There’s just so much of it. Everywhere. That I choose to ignore it.
“…Wut?”, I hear you say.
But here’s where I’m coming from. I have a great deal of respect for the women who are fighting the good fight head on. But that doesn’t work for me. I just don’t win in those situations.
Instead I choose to just be a positive example. Yeah, I guess that’s a passive agressive way of bringing folks to task. But focussing on all the negativity just brings me down. I don’t want to talk about all the things the boys won’t let me do. I don’t want to talk about all the things the boys tell me I’m supposed to be.
All I wanna do is ignore the haters and write awesome code.
But. I think I’ve been naive.
I keep hearing about stuff. Bad stuff. I mean, like the whole Sqoot thing right here in Boston. What year is this? Have ya’all been living under a rock? You can’t get away with that shit anymore. Or can you?
Now, at first I liked the whole bro-gramming meme. To me, it seemed like it started out as a self deprecating joke amongst the hipsters. Hell, I wanted to be a “bro” myself. Seemed like fun. But now, I think the fear is that it’s more of a battle cry to round up fresh tech talent from a pool of jerks.
Well, okay… if you wanna hire assholes then go ahead and add this to your adjective list along with ‘rockstar’, ‘ninja’ and ‘jedi’. But honestly, some guys are taking this bro-grammer thing to heart.
For the last three months, I’ve worked in a startup incubator space. I can stand up and see five or more separate companies with their own personalities all around me. The majority of folks are *wonderful*. And I’ve loved being in such an energized, youthful place.

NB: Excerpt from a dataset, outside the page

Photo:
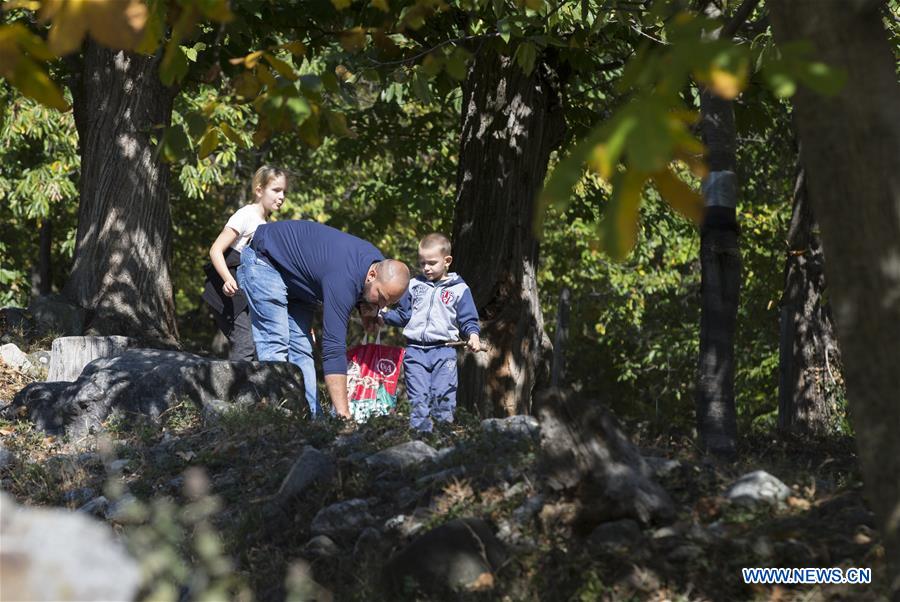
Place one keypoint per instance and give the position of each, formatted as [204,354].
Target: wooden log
[69,355]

But then you have your bros. The guys who stand up and pace, talking loudly on their headsets. The ones who throw around terms like ‘gangbang’ and ‘bitch’ to their male colleagues, ignoring the fact that they’re offending people sitting not three feet away.
Oh, and here’s the kicker. One of them upon learning that I was a developer said, “Wow. You’re a girl programmer? You should use that to your advantage.”
Honestly, most if the time I would let a comment like that go. But when weighed against everything else…
So, what do I do about it? What’s my responsibility here? There’s no HR department to complain to.
Honestly, do I need to do anything? These guys are alienating everyone around them. They’re not making the smart, necessary connections within the startup community that they need because men and women alike can’t stand them.
I will personally go out of my way to continue being an awesome rails dev with awesome rails dev friends and encourage them *not* to join “that startup”. And I have faith that they will implode and fail, and look like an ass doing so without my calling them out publicly to people who already hate them.
Ack, I’m back to being passive aggressive.